Legambiente Val di Cornia ha elencato una serie di punti rispetto ai progetti di Rinascenza Toscana nella discarica di Piombino

Discarica di Piombino

Sui piani di Rinascenza Toscana per la discarica di Piombino è intervenuta Legambiente Val di Cornia.

"La nuova società ripropone non solo il medesimo assetto di discarica, ma intende aggiungere altri impianti potenzialmente impattanti, tra cui un inceneritore, un impianto di essiccazione fanghi e uno di trattamento liquami.
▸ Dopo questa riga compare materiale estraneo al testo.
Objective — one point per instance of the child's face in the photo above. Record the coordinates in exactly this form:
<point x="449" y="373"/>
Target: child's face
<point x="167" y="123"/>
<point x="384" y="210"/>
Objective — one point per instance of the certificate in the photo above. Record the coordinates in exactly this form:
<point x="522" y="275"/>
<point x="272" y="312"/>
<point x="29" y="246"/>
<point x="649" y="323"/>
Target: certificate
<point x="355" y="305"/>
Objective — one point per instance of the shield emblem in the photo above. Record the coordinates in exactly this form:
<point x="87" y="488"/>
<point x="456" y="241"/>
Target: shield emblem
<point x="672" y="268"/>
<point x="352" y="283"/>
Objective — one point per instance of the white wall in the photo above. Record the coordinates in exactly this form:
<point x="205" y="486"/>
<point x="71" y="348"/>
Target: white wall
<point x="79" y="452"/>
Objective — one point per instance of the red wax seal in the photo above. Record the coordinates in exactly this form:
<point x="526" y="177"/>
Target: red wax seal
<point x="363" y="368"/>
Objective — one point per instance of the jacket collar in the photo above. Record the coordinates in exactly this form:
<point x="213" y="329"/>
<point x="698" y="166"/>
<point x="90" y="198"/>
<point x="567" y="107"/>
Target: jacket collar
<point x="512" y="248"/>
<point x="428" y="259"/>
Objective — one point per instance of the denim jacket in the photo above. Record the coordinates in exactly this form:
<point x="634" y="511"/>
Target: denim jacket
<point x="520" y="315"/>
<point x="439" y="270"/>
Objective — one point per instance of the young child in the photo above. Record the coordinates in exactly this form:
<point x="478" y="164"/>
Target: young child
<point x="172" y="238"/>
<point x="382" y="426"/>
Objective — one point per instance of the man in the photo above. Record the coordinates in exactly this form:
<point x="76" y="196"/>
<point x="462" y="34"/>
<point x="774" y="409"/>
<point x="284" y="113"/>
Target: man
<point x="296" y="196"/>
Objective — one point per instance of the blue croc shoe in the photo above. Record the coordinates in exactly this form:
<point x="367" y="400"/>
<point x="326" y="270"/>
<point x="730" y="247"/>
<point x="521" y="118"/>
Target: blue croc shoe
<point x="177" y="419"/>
Comunque, per ora, ci preme dare una valutazione su quanto proposto da Rinascente Toscana in base alle informazioni ad oggi in possesso. - viene spiegato - I termovalorizzatori o inceneritori o se si vogliono chiamare ossidazione termica, che bruciano le plastiche non riciclabili e altro, sono superati dalle nuove tecnologie di riciclo chimico che producono metanolo, combustibili liquidi e, per ora in via sperimentale, a Ferrara, producono nuova plastica. In Toscana si prevede la chiusura di alcuni dei 4 termovalorizzatori esistenti, ma sarebbe una contraddizione chiudere quelli esistenti e costruirne un altro per quelle tipologie di rifiuti che comunque non possono essere riciclati in alcun modo, per questo sarebbe saggio usare qualcuno di quelli esistenti", si prosegue ricordando la presenza di realtà toscane già pronte a colmare il gap.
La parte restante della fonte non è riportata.